Doing business on the international plane presents many challenges because of a variety of factors which differ from one market to the other. These differences are basically informed by the environment of the host country, which is often times different from that at home. One of the environmental factors that present such a challenge is culture.
Culture can be defined as complex construct that embodies a people’s knowledge, morals, art, beliefs, customs, laws and other capabilities gathered by a community over time. The culture of the host country strongly impacts on the performance of a firm that engages in international business. Notable aspects of culture central to the conduct of international business include the social structure, religion, language and education. G4S, a company that has established itself in international business has had its fair share of challenges in this area.
Social Structure has to do with how society is socially organized. It could be looked at from the individual-group dimension, or from the social stratification dimension. Some societies consider an individual the pillar of social organization This is the scenario G4S encountered when it entered the American and most Western markets.
The challenge here was how to instill a sense of teamwork among employees. It was an uphill task for managers who had been socialized to believe in the superiority of teamwork, as individuals compete against each other for results. On the Japanese market however, the firm found that emphasis was on group, rather than individual performance. Though this is said to be the driving force behind the company’s success in Japan, it is vilified for imbedding creativity, and is touted as a stumbling block to dynamism. This, indeed, is a challenge the firm has had to deal with.
Social stratification has to do with placing members of society in certain classes. There are those in the lower, middle and upper classes. Many times, this is borne out of one’s family background, income or occupation. Those from the lower class only hope to move from that class to the upper one through a process called social mobility, which is in most cases done through education and job opportunities.

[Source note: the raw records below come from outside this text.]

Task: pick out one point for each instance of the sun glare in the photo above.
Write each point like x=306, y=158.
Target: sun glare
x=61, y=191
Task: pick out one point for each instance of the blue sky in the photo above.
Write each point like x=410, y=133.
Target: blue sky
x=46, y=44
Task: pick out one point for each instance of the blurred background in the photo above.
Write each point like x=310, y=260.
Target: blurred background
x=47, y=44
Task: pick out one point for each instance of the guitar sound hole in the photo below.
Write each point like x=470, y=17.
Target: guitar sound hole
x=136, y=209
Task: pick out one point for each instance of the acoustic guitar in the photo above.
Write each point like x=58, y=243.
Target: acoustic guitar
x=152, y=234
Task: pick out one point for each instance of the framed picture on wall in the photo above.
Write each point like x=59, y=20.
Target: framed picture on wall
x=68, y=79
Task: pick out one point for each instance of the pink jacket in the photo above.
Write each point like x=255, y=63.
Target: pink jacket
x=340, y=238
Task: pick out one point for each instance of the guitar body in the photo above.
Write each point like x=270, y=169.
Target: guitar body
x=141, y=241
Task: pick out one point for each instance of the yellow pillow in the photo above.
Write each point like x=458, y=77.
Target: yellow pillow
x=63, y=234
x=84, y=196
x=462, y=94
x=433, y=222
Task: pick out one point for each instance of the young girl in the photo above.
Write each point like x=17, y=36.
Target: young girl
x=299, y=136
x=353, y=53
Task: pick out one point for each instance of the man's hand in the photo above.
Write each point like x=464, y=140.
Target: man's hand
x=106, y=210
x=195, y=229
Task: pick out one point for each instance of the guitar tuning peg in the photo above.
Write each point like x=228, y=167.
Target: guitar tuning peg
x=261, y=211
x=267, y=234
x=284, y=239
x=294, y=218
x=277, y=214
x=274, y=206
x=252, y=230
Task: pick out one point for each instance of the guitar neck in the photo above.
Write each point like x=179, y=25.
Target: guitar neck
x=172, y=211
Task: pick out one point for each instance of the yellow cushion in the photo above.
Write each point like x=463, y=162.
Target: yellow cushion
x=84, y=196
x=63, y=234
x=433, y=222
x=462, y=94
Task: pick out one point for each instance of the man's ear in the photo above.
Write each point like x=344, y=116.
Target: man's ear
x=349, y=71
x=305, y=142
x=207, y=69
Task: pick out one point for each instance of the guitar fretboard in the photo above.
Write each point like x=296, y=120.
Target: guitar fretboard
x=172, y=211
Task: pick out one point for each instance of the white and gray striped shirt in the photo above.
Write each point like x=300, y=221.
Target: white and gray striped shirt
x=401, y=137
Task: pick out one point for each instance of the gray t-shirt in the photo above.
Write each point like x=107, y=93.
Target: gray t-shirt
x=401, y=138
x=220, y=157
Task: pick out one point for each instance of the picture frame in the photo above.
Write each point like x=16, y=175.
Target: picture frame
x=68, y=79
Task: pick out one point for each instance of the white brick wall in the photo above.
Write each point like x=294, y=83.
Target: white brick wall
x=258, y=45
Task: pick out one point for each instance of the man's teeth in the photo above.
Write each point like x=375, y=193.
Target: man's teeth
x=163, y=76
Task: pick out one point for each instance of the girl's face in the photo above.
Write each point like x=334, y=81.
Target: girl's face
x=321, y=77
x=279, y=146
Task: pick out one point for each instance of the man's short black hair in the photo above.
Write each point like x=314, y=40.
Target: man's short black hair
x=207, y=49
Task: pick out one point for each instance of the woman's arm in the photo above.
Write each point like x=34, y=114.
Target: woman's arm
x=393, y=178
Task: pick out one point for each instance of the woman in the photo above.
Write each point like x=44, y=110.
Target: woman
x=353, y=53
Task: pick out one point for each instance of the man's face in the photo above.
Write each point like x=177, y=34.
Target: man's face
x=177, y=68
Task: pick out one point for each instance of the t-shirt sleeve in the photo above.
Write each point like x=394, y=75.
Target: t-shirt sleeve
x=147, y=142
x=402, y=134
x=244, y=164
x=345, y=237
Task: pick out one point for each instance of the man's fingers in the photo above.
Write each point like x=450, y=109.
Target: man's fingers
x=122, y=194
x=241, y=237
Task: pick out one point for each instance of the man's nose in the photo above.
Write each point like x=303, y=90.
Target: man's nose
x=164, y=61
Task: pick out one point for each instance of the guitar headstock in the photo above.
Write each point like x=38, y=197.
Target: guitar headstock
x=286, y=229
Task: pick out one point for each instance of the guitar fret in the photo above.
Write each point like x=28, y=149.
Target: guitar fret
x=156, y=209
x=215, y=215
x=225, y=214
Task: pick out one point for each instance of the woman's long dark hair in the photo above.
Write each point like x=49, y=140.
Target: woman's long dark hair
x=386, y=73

When opportunities for mobility are suffocated, there is likely to be conflict between the classes; and in the job situation, between management and employees. Some societies have room for social mobility, while others do not. A country like Britain has less social mobility. As a result, there is always simmering tension between management and workers, which the firm has had to deal with from time to time. When industrial disputes become frequent, the firm finds doing business in the country quite expensive. Such a problem is not common in America, where social mobility is easy.